Дайсар замер, полагая поединок законченным. Принц, однако, сигнала так и не подал, а соперник проворно вскочил на ноги. Ныне он находился на самом краю площадки, отступать некуда, да и кровь его, похоже, вскипела. Очертя голову крестоносец бросился в атаку. Зловредная поперечина вечно мелькала перед глазами, не подпускала к юноше. Тяжело рубя воздух, барон налег всем телом, продавливая дорогу. Дайсар снова уклонился от удара, костыль, выметнувшись, захватил кольчужную шею и грубо поволок латника за собой. Теряя равновесие, тот засеменил ногами, закопался, а резкий рывок вниз поставил точку: туша рыцаря, перекувырнувшись, грузно впечаталась загривком в лужу. На всякий случай Дайсар прижал горло поверженного, но со стороны гостей уже вовсю махали перчаткой.

— Как единоборство, сир? — ухмыльнулся Шагалан. — Намерены продолжать?

— Не стоит. — Герцог скривился. — Сознаюсь, озадачили вы меня, господа. Никак не думал, что крестьянским оружием можно так легко одолевать опытных ратников.

— Дело не совсем в оружии.

— Понимаю. Выучка ваша и впрямь достойна восхищения. Извините, мы должны обсудить увиденное с братом, а после присоединимся к вам.

— Что там у них дальше по плану? — К Шагалану приблизился Рокош.

— Застолье. Благородные господа привыкли решать сложные вопросы за чаркой вина и жареным поросенком.

— Отлично! Хоть в этом я с ними солидарен.

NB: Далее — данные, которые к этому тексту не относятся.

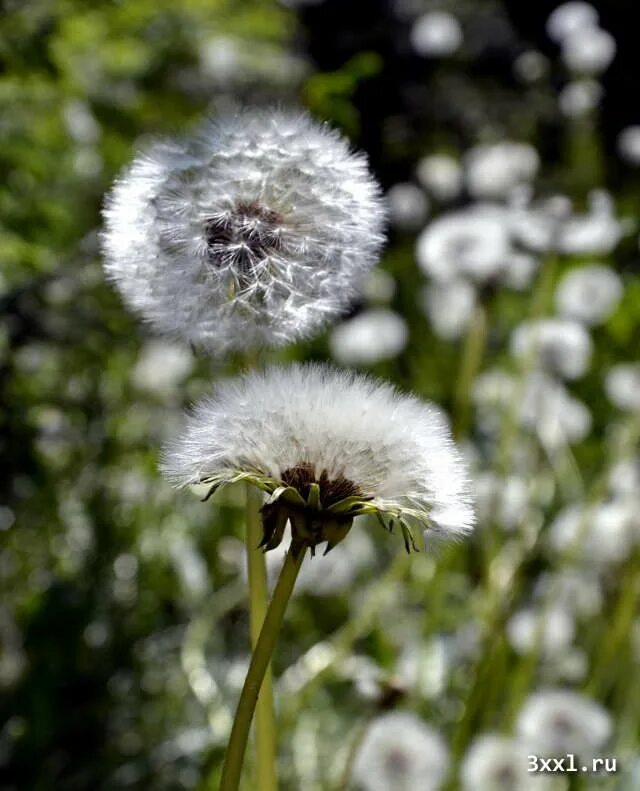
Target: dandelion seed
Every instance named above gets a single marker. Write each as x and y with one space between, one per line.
622 385
492 171
589 294
571 18
560 346
400 753
374 335
467 243
436 34
408 206
326 445
556 722
256 231
589 50
497 763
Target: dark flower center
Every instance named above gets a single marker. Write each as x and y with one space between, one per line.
331 490
244 236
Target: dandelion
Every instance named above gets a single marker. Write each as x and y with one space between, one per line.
436 34
497 763
601 535
560 346
589 294
254 232
589 51
558 721
400 753
325 446
408 206
374 335
629 144
571 18
622 385
468 243
492 171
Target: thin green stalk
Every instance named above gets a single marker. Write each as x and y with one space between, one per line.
265 729
260 659
472 354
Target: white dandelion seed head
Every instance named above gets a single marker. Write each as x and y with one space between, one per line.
436 34
580 97
571 18
589 50
560 346
441 176
402 753
497 763
622 386
342 426
408 206
558 721
504 500
629 144
600 535
589 294
371 336
468 243
162 367
449 307
550 631
256 231
494 170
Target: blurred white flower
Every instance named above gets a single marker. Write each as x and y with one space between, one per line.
497 763
550 631
400 753
256 231
560 346
589 294
408 206
162 367
622 385
589 50
449 306
595 233
571 18
629 144
493 170
600 534
557 722
501 500
436 34
441 176
378 286
468 243
579 97
347 435
373 335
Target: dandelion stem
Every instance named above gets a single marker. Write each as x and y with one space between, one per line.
260 659
265 730
472 354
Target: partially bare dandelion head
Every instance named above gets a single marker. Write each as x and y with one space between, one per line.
255 231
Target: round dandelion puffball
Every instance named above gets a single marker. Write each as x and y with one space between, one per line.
254 232
292 426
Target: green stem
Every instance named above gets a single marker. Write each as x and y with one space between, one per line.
259 662
257 572
265 729
472 354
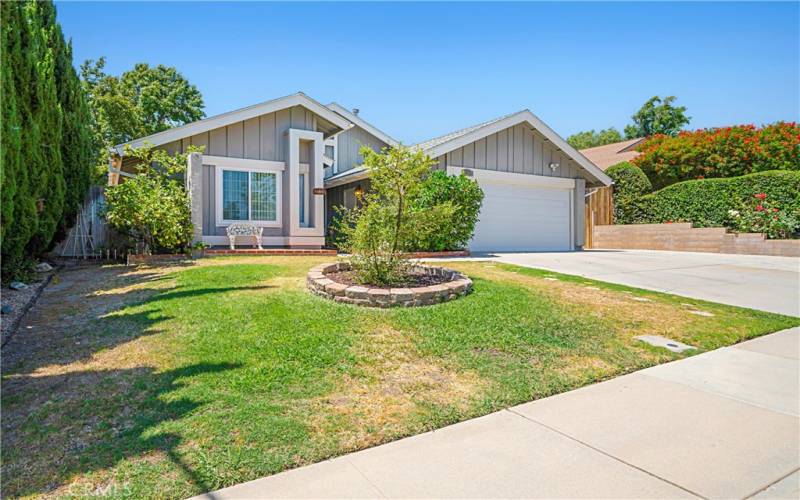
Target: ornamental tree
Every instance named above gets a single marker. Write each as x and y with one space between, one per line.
591 139
720 152
141 101
657 116
384 227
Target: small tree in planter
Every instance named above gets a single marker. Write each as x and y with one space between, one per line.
152 208
379 232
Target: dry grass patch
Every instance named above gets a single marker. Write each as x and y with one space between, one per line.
391 379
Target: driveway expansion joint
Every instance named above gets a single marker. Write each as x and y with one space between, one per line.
605 453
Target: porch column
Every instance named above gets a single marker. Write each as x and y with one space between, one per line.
194 186
313 234
580 212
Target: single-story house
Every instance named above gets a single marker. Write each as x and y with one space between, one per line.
283 164
611 154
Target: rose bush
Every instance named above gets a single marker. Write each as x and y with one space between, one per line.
727 202
761 215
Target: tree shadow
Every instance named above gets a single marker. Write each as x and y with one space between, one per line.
103 417
93 309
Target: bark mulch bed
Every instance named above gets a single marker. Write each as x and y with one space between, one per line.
413 280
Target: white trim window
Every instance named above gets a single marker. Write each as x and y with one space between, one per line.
303 185
248 194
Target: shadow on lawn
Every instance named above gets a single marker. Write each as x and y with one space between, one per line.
103 417
86 312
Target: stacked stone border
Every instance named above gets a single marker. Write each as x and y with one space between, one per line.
318 283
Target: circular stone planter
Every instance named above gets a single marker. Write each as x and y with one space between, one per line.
362 295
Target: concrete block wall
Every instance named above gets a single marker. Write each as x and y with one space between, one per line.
683 237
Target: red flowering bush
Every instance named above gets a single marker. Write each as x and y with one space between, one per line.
720 152
762 216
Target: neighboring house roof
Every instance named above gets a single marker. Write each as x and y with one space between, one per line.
349 115
299 99
449 142
611 154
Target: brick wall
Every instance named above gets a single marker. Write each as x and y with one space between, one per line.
683 237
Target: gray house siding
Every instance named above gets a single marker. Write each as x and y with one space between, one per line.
517 149
259 138
349 142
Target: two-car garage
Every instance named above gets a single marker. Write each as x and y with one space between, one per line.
523 213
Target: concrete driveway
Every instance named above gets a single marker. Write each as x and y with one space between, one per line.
754 281
722 424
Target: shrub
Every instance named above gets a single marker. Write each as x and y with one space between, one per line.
384 227
466 197
153 207
761 215
709 202
630 184
720 152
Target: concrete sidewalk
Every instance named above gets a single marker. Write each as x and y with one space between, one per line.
724 424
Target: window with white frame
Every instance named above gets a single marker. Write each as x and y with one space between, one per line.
248 195
303 197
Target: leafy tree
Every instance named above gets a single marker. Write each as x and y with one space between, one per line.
590 138
153 207
720 152
657 116
466 197
140 102
385 226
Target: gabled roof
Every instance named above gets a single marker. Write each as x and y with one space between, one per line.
442 139
611 154
450 142
200 126
363 124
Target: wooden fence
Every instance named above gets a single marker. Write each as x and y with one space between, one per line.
599 210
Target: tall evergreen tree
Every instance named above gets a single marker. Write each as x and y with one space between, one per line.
45 123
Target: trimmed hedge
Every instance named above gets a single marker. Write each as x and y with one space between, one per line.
707 202
630 184
719 153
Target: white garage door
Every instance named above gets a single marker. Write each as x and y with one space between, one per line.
523 218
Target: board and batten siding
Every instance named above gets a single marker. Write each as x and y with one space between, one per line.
348 144
259 138
517 149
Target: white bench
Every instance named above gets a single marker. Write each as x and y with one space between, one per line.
244 229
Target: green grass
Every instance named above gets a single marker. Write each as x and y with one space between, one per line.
226 371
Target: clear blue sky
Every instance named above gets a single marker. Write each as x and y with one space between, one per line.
420 70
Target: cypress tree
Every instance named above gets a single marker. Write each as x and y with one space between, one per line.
47 143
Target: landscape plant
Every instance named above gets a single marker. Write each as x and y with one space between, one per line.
720 152
46 143
142 101
630 184
384 227
152 208
466 197
657 116
716 202
761 215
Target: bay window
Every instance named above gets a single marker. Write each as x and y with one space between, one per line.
248 195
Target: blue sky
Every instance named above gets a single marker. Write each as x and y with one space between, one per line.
419 70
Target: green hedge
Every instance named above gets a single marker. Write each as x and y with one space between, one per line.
630 184
706 202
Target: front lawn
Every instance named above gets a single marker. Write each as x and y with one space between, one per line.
167 382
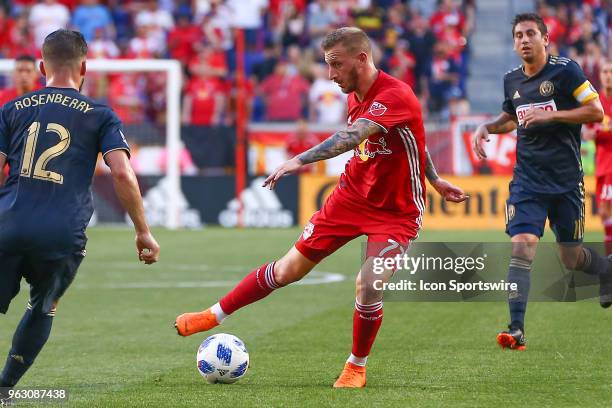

— Не распускай слюни, брат, — хмыкнул разведчик. — По мнению Тинаса, мы не настолько богаты, чтобы закатить пир на всех. Стол накроют для принца, его брата, сына и епископа, от нас — Бойд, Эскобар, Беронбос. А мы… покрутись на кухне, вдруг выделят лишнюю порцию каши.

— Обидно. Черт с ней, с политикой, брат, однако хороший стол был бы сейчас кстати, — мечтательно протянул Рокош. — Что же, и рыцарей своих кормить не собираются? И даму Бойда?

— Дама? — Перед ними вынырнул улыбающийся до ушей Гош. — Ой, друзья! Дама эта та еще! — Юноша понизил голос: — Уж не ведаю, в каком борделе Бойд ее отрыл, но, уверен, числилась она там в главных запевалах. Зовут Хейди, красотой не блистает, умом не обильна, зато такую прожженную шлюху вряд ли найдешь и в Амиарте.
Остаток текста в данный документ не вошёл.